Abstract

Traditional tobacco quality grading methods have limitations such as high human resource consumption and poor consistency, resulting in the grading accuracy being affected. Near infrared spectroscopy (NIRS) technology, as a rapid and non-destructive analytical method, has been widely used for online inspection. This study aims to accomplish rapid, accurate and reliable real-time grading of tobacco quality by employing online near-infrared spectroscopy to detect key chemical indicators. A key indicators selection method based on information gain and Fisher criterion (IFRI) was proposed in this paper by associating tobacco chemical indicators with traditional quality grades. The key chemical indicators were selected from many indicators by two classical feature selection functions, and a chemical indicator grading table was designed based on a large number of statistical data on tobacco chemical indicators, and the table was applied to grade the tobacco quality of real data from different years.
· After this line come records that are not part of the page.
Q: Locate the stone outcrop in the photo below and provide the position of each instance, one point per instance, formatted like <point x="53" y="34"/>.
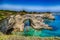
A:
<point x="17" y="22"/>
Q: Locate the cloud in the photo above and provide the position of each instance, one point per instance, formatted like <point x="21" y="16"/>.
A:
<point x="30" y="8"/>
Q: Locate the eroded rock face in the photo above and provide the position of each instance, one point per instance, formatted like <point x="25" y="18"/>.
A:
<point x="17" y="21"/>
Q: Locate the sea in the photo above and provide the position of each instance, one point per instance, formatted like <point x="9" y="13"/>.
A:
<point x="55" y="32"/>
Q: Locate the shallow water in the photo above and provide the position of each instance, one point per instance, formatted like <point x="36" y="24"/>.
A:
<point x="55" y="24"/>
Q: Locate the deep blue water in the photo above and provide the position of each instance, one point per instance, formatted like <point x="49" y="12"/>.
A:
<point x="55" y="24"/>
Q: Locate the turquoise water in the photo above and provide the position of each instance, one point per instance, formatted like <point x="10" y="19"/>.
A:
<point x="55" y="24"/>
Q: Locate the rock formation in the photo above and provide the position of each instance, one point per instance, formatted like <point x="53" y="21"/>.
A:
<point x="17" y="22"/>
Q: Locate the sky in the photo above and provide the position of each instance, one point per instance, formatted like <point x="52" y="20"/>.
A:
<point x="31" y="5"/>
The results show that the IFRI algorithm is an effective method for selecting key indicators, and the selected reducing sugars-to-total nitrogen ratio and nicotine are the key indicators for tobacco quality grading. Moreover, we demonstrated that the designed grading table is reasonable and feasible. Compared with traditional grading, chemical indicator grading based on near infrared spectroscopy can not only be realized quickly by using an online near infrared instrument, but also the tobacco of the same grade is less discrete, better consistency and more representative after grading, and it is applicable to tobacco samples of different years, which is a convenient, rapid and promising grading method that can provide a reference for tobacco quality grading. Furthermore, the formulation design by utilizing different grades after grading can greatly improve the utilization rate of tobacco leaves. Notably, the method can also be applied to other fields, such as quality control of agricultural products, monitoring of food processing processes, etc.